训练大型语言模型以预测临床事件
Training Large Language Models to Predict Clinical Events
May 12, 2026
作者: Benjamin Turtel, Paul Wilczewski, Kris Skotheim
cs.AI
摘要
纵向临床笔记蕴含患者随时间演变的丰富证据,但将这一信号转化为临床预测的训练监督仍然具有挑战性。我们通过将按时间排序的MIMIC-III笔记转化为包含患者既往病史、关于可能未来事件的自然语言问题以及从后续记录中解析出的标签的示例,将前瞻学习扩展到临床预测领域。这一过程从702次入院记录中生成了6,900个预测示例,涵盖用药、手术、器官支持、微生物学和死亡率等多个维度。基于这些示例训练的轻量级LoRA适配器在提示基础模型上实现了性能提升,将预期校准误差从0.1269降至0.0398,Brier分数从0.199降至0.145,同时在留出问题的点估计上略微优于GPT-5。该方法无需人工设计的结构化特征或特定终点的分类器,即可从纵向临床笔记中生成可复用的临床预测监督信号。
English
Longitudinal clinical notes contain rich evidence of how patients evolve over time, but converting this signal into training supervision for clinical prediction remains challenging. We extend Foresight Learning to clinical prediction by converting time-ordered MIMIC-III notes into examples consisting of past patient context, a natural-language question about a possible future event, and a label resolved from later documentation.
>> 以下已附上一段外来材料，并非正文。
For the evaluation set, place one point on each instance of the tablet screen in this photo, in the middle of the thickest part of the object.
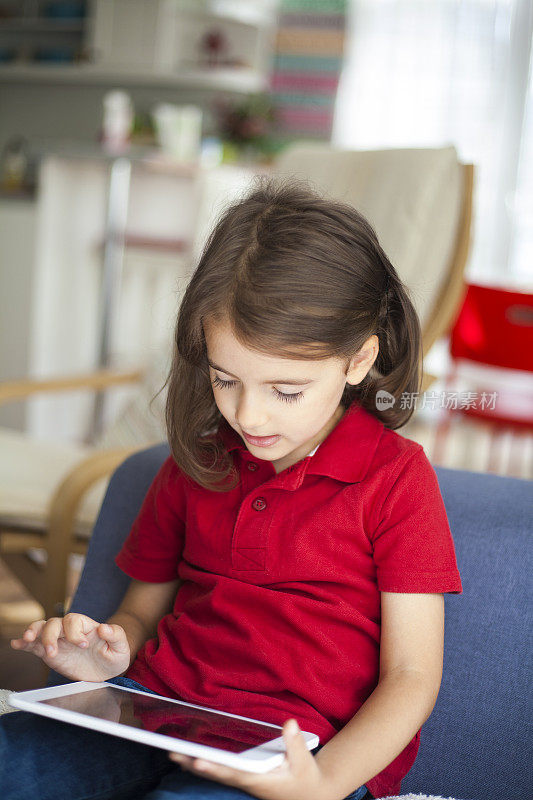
(170, 719)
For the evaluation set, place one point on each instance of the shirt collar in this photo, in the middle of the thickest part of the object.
(345, 454)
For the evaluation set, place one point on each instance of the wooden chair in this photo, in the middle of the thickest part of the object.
(50, 521)
(385, 185)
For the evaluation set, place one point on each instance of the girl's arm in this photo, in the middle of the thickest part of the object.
(411, 653)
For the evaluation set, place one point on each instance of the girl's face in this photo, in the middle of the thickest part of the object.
(295, 401)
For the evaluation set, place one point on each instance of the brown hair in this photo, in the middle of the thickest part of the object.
(298, 276)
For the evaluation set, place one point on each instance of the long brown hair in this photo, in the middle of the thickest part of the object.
(298, 276)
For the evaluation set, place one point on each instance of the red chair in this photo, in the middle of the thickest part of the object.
(491, 348)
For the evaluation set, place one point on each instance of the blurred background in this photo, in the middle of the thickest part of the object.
(126, 126)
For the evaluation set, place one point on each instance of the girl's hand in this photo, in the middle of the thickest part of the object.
(77, 646)
(298, 778)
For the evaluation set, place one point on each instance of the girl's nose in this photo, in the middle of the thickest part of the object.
(249, 414)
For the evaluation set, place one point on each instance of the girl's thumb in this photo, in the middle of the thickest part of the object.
(294, 742)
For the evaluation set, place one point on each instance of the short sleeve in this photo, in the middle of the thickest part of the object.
(155, 543)
(413, 544)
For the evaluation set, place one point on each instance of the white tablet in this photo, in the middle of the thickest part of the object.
(173, 725)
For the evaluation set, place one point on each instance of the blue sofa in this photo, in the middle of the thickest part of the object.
(475, 744)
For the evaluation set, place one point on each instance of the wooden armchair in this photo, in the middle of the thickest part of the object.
(46, 515)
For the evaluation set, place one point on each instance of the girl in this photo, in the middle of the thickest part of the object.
(290, 558)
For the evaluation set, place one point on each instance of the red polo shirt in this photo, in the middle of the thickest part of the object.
(279, 612)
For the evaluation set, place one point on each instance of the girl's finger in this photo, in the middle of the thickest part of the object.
(50, 634)
(76, 626)
(33, 630)
(115, 637)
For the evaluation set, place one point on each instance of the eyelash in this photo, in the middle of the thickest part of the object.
(287, 398)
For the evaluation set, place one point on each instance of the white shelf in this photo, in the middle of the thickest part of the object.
(236, 79)
(41, 24)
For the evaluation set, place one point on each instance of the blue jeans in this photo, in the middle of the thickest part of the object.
(46, 759)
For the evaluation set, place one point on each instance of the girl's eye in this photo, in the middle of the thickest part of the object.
(287, 398)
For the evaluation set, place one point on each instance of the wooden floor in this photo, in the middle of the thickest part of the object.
(460, 444)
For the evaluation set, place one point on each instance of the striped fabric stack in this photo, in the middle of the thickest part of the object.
(307, 66)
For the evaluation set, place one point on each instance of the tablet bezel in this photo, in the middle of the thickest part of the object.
(257, 759)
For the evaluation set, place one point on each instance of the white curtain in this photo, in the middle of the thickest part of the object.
(428, 73)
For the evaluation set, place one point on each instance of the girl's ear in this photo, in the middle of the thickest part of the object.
(361, 362)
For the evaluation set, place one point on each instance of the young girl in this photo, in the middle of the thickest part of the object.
(290, 558)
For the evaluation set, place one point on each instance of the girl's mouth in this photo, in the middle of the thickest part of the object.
(261, 441)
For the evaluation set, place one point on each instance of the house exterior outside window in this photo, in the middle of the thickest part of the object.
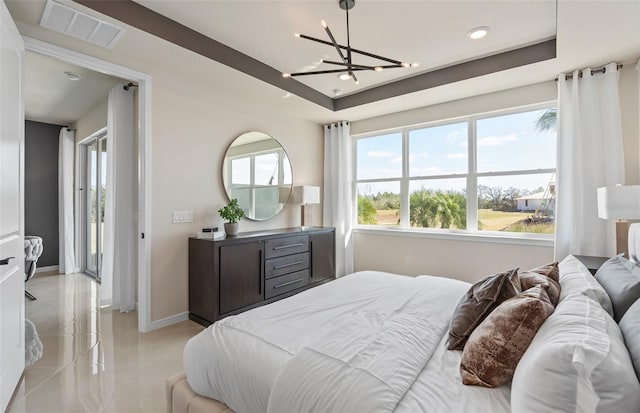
(490, 173)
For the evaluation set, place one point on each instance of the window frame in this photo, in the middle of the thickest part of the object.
(471, 177)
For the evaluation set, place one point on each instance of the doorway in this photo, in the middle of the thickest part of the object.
(94, 179)
(144, 165)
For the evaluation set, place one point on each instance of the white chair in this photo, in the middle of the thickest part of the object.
(32, 251)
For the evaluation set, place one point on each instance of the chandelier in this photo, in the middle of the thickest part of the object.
(348, 67)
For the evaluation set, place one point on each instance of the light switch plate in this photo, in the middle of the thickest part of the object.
(182, 217)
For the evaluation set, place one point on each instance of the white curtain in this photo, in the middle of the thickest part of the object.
(338, 192)
(589, 156)
(66, 227)
(119, 264)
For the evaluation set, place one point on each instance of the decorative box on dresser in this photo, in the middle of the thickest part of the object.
(234, 274)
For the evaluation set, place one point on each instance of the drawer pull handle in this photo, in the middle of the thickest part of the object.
(287, 283)
(5, 261)
(279, 267)
(282, 247)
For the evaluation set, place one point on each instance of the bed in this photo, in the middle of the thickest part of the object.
(374, 341)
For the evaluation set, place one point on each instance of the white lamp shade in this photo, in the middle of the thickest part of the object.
(619, 202)
(306, 194)
(284, 192)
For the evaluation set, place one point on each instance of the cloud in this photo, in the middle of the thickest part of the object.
(380, 154)
(432, 170)
(455, 135)
(459, 155)
(497, 140)
(414, 156)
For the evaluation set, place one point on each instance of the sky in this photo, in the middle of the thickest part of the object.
(504, 143)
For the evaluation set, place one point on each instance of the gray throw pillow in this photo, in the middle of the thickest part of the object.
(630, 327)
(621, 280)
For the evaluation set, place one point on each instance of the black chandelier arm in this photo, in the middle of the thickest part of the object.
(334, 43)
(319, 72)
(362, 67)
(386, 59)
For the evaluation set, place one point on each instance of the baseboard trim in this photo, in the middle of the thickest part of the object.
(167, 321)
(47, 269)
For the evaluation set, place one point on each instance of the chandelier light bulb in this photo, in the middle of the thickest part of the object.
(478, 32)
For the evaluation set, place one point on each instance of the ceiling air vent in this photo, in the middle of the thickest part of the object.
(69, 21)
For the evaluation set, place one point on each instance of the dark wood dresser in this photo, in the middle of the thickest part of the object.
(237, 273)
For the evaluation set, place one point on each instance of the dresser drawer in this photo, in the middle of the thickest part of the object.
(276, 267)
(285, 283)
(279, 247)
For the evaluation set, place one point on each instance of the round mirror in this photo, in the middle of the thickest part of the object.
(257, 172)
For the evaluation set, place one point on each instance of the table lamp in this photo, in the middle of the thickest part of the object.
(619, 203)
(306, 195)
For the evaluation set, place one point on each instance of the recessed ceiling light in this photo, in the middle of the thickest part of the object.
(478, 32)
(72, 76)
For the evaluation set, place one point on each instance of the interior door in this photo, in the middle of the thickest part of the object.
(11, 208)
(95, 183)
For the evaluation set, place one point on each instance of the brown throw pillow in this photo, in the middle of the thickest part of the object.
(478, 302)
(530, 279)
(496, 346)
(550, 270)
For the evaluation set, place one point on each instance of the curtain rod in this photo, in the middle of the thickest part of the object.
(346, 122)
(593, 72)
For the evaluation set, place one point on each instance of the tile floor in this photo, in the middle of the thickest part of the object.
(95, 360)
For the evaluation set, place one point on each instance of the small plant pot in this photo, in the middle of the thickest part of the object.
(231, 228)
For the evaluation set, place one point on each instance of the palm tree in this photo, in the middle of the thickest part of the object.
(366, 211)
(547, 121)
(430, 209)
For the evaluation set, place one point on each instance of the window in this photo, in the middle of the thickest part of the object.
(484, 173)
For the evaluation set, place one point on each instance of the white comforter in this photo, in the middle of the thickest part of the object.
(369, 341)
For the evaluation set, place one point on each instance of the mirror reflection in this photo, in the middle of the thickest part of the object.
(257, 171)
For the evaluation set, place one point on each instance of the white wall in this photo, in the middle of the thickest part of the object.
(468, 259)
(191, 132)
(92, 121)
(198, 107)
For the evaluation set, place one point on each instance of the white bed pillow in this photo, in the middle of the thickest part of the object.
(577, 362)
(576, 278)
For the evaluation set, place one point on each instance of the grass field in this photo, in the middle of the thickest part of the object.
(490, 221)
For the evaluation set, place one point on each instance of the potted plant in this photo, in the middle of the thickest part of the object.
(232, 213)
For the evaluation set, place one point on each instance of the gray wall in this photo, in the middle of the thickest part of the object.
(41, 187)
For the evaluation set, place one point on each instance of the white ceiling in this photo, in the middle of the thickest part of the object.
(432, 33)
(51, 97)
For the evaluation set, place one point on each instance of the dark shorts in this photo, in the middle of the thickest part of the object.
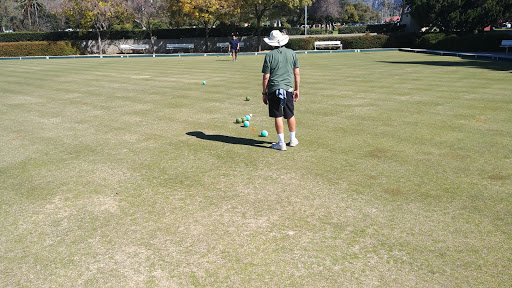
(275, 110)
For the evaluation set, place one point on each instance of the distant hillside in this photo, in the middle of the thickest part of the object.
(377, 5)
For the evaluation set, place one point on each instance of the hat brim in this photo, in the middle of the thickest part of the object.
(280, 42)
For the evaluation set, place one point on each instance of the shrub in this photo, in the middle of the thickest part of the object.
(19, 49)
(355, 42)
(301, 43)
(487, 41)
(352, 29)
(318, 31)
(122, 33)
(294, 31)
(428, 41)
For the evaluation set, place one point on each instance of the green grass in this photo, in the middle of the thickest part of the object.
(130, 173)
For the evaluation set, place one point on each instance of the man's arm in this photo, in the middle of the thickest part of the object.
(265, 83)
(296, 75)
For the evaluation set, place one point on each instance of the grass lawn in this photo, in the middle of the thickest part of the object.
(130, 173)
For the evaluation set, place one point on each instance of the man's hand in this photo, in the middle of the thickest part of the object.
(295, 95)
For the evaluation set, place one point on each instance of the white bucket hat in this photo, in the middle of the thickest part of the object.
(276, 38)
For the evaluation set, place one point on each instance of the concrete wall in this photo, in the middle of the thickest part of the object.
(113, 46)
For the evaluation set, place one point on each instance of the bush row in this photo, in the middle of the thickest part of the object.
(489, 41)
(220, 31)
(19, 49)
(355, 42)
(131, 34)
(380, 28)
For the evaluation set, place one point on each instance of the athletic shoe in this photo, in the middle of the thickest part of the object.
(279, 146)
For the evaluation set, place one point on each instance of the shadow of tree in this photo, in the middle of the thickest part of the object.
(230, 139)
(480, 64)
This process yields 6,900 prediction examples from 702 admissions across medications, procedures, organ support, microbiology, and mortality. A small LoRA adapter trained on these examples improves over the prompted base model, reducing expected calibration error from 0.1269 to 0.0398 and Brier score from 0.199 to 0.145, while slightly outperforming GPT-5 point estimates on held-out questions. The approach enables reusable clinical prediction supervision from longitudinal notes without hand-engineered structured features or endpoint-specific classifiers.